Mesmo assim, o centro deste debate já estava no programa do Partido Comunista que, direta e indiretamente, é protagonista do romance já clássico do fluminense Antonio Callado. Por isso, pode-se dizer que o escritor se antecipa a este tipo de literatura que se transformou numa estética, embora a expressão seja absolutamente rejeitada pelo engajamento literário que, de certa forma, redirecionou a criação.
Exemplo de literatura engajada no romance Assunção para Salviano:
E, ao jogar a guimba do cigarro no barro úmido lá embaixo, Júlio Salgado imaginou que a atirava a um rio de álcool, que o São Francisco começara a flambar. O Rio da Unidade Nacional em fogo incendiaria a caatinga dos dois lados e só poderia ser apagado no Amazonas e no rio da Prata. Aliás, quem sabe, do Prata bem podia subir ao Panamá. Já então cheia de força, a conflagração faria arder a península centro-americana, fulminaria jubilosa o México de Rivera e de Siqueros. E, então, que é que o pequenino Grande Rio iria apagar?….

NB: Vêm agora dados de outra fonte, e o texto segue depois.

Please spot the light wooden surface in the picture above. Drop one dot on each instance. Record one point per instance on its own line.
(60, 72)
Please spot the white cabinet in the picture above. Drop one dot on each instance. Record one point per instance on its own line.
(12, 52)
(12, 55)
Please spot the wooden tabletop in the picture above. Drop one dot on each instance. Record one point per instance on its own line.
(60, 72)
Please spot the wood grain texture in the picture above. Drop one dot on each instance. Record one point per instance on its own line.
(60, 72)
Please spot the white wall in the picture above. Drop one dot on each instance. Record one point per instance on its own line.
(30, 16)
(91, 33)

Júlio, ao terminar o seu sonho, viu de novo a lama do São Francisco onde começava a desaparecer, encharcada, a guimba do cigarro e pensou, enojado: “País de tabatinga mole…”
Através da obra engajada, a literatura brasileira conheceu uma reformulação completa, até porque experimentava até o começo dos anos 1960 a influência muito forte do regionalismo e do modernismo, além de um certo existencialismo que vinha do romance carioca, com Lúcio Cardoso e Octávio de Farias, sobretudo. Colocando em debate as questões morais, éticas e religiosas da família brasileira.
A literatura engajada, portanto, agitou o País, sobretudo porque o mundo era sacudido por revoluções sociopolíticas que resultaram no maio de 1968, enfrentando, ainda, a guerra fria entre União Soviética e Estados Unidos. Enfim, entre capitalismo e comunismo até o início da década de 1990, quando caiu o muro de Berlim.
No Brasil, o romance engajado tomou vulto com as publicações da Tetralogia da segunda decadência, do pernambucano Hermilo Borba Filho, reunindo os romance Margem da lembrança, Porteira do mundo, Cavalo da noite e Deus no pasto, além dos livros de contos, entre eles O general está pintando.
Nesses livros, Hermilo enfrenta, e de certa forma reconta, a história de Pernambuco e do Brasil do ponto de vista materialista, destacando, sobretudo, a questão social por meio da formação das famílias. Aí, Hermilo coloca-se como o narrador, chamando para si todas as consequências da narrativa.
No romance Deus no pasto está em debate, mais ainda, a ditadura que comandou o país com mão de ferro entre 1964 e 1986, desde Castello Branco até João Batista Figueiredo. Lembrando que não se trata de uma reportagem ou de um documentário, mas de romances com todas as técnicas ficcionais.